Google today made a host of announcements that provide a good look at the future of Android development. The company is releasing three core sets of tools: a developer preview of Jetpack Compose; expanded APIs for Android Jetpack; and Android Studio 4 in Canary. Google believes these will provide developers with a more complete experience when writing apps for Android.
Google says its push for modern Android development was inspired by feedback from developers. While many developers are pleased with Google's general level of openness, Google says that some would prefer to see Google recommend best practices — and ensure those best practices are also the easiest way of doing things.

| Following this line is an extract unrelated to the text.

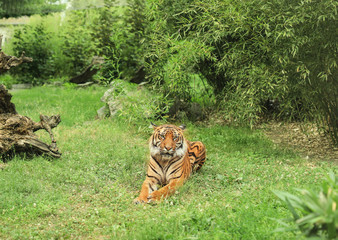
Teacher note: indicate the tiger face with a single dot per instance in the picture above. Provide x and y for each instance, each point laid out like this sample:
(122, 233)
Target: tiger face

To start, Google is increasing its commitment to Kotlin, Java, and C++. For example, Google is investing in D8 and R8 for Kotlin and Java, as well as tuning the ART runtime to improve compile speeds.
Kotlin has been a hit, according to Google, and is already being used by 60% of the top 1,000 apps in the Play Store. The key here is that Kotlin is fully interoperable with Java. Google is offering an Associate Android Developer Certification in Kotlin that developers can earn for $99.
Jetpack is on deck for all sorts of new developer goodies. For example, Google released a penultimate version of its benchmarking library for measuring app performance. It showed off viewbinding, which it says is an easier way to access views from your code. And Google said its CameraX tool will become available in beta starting in December. CameraX, announced at Google I/O earlier this year, simplifies the process of creating third-party camera apps that function across a wide range of devices.
The Jetpack Compose Developer Preview launches today, as well, and should help developers dress up their apps so they look and work natively with the Android platform. Google is developing Jetpack itself in the open, in AOSP. It has improved APIs across the board and hopes that app developers will dive right in and provide feedback.
Android Studio 4 Canary, available starting today, works in the Jetpack Compose tool and includes Java desugaring and a motion editor.
On the security front, Google claims it has made a lot of progress. The company has spent the better part of this year improving its detection tools so it can root rotten apps out of the Play Store. By finding and banning copy-cat and malicious apps, the Play Store is the safest environment for developers to distribute their apps, as well as the safest place for people to download them. Google paid particular attention to apps meant for families and children and tamped down what sensitive information apps are allowed to access.
Last, Google has made it easier to test app bundles. Internal app sharing allows developers to share app builds as easily as an APK. Signed test versions and version codes are a thing of the past. Moreover, developers can take advantage of offline delivery.
As always, Google wants to hear from developers so it can continue to refine these tools.